Field Sparrow in Withe-rod, watercolor on Lana hot-press, 14″ x 10.25″

To learn more about their natural history, check out this post by Sean Kent


Field Sparrow Natural History

Barry just posted about a wonderful day he spent sketching and observing Field Sparrows at the Rocky Hill Wildlife Sanctuary in Groton, Massachusetts. Here is some background about their biology and natural history. Field sparrows are part of the New World Sparrows, in the order Passeriformes and in the family Emberizidae, which consists of about 320 species in 72 genera.

Field Sparrow. Copyright Mass Audubon

Field Sparrow. Copyright Mass Audubon


  • Field sparrows typically eat both seeds and insects, relying on seeds in the winter and both insects and seeds in the Spring, Summer, and Fall.

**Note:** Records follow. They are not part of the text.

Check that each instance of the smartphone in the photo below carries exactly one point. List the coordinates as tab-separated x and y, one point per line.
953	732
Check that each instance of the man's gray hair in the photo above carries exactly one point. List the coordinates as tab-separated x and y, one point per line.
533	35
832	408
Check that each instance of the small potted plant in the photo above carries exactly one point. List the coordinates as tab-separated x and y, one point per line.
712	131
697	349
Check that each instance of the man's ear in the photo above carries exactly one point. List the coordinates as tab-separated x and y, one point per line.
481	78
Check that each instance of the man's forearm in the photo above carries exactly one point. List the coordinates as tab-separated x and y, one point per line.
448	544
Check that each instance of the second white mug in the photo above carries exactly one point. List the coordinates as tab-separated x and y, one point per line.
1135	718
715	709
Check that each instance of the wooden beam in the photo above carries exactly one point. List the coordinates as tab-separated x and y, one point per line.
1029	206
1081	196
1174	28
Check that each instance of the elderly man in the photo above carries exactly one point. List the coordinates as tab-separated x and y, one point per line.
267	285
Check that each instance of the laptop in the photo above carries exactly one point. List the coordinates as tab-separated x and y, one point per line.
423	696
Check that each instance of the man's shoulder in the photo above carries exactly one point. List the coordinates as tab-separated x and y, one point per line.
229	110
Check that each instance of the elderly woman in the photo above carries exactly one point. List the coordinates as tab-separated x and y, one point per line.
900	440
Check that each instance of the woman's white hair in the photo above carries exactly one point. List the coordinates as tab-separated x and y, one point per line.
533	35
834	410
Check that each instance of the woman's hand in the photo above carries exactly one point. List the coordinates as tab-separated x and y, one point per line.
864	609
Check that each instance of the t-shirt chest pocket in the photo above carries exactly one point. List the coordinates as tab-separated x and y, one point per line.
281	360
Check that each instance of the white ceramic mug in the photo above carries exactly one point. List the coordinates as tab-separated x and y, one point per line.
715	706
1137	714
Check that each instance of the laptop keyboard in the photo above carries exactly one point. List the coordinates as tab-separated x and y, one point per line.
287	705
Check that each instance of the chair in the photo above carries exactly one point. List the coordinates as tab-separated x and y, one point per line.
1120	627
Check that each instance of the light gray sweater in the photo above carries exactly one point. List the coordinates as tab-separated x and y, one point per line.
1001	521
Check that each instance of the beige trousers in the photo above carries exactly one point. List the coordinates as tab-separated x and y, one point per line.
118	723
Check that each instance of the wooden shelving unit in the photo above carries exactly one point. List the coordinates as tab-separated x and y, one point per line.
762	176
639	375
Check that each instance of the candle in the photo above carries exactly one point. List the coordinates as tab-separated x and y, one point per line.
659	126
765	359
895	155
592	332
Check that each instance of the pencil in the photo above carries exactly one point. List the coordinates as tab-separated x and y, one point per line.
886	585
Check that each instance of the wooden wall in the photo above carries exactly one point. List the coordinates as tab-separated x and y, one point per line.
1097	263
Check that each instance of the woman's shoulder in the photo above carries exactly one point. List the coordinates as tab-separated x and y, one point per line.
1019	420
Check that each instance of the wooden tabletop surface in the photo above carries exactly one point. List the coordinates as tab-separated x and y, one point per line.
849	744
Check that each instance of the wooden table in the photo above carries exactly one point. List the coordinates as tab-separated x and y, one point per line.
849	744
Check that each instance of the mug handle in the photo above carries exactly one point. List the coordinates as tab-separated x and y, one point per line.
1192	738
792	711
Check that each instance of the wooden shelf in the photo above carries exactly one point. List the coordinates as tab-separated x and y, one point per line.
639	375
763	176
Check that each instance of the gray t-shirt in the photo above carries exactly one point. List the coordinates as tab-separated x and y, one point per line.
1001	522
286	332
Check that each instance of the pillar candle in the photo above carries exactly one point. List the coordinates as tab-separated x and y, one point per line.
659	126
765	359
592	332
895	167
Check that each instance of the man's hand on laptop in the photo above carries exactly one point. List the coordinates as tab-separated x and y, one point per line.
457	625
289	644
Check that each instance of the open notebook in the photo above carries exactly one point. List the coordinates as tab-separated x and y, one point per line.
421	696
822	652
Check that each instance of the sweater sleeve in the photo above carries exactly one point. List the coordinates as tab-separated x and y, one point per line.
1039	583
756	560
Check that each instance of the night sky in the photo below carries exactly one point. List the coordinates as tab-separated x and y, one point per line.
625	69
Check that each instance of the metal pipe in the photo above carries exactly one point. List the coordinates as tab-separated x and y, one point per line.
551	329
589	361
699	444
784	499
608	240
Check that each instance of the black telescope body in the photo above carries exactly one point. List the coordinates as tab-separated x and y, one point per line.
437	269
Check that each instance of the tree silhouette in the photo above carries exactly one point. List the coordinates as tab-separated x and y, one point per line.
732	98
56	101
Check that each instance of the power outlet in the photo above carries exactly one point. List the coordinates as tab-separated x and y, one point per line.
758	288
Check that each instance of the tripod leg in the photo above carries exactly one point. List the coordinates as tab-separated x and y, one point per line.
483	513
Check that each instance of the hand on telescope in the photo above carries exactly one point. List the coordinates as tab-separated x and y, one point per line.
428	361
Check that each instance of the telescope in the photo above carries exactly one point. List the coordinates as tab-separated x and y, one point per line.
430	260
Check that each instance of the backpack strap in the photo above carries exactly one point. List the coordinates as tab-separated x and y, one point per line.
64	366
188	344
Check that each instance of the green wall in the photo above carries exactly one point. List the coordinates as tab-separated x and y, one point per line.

  • Field sparrows return in April from their over wintering habitat in Southern United States and Northern Mexico. Check out their range map. Males are territorial and will set territories at farmlands, old fields, and other open habitats.


Nesting Ecology:

  • Field sparrows typically lay eggs once or twice in a season, but may lay a third if their first brood fails. Nests will have anywhere between 1 and 6 eggs.
  • Field sparrow nests are usually made out of grass and twigs, either on the ground or just above the ground and have been found in Goldenrod, Multiflora Rose, and in other shrubs. Early season nests are typically on the ground or close to the ground, while later season nests will be higher in shrubs and trees to better avoid ground predators.
  • Field sparrows nest in habitat that is associated with old fields, farmlands, and prairies. Because of their close association with farmlands, the field sparrow population in Massachusetts is experiencing declines due to the decline in farmlands and old field habitat coupled with an increase in housing development in the suburbs. Decline in grassland birds has been well documented by Mass Audubon’s breeding bird atlas.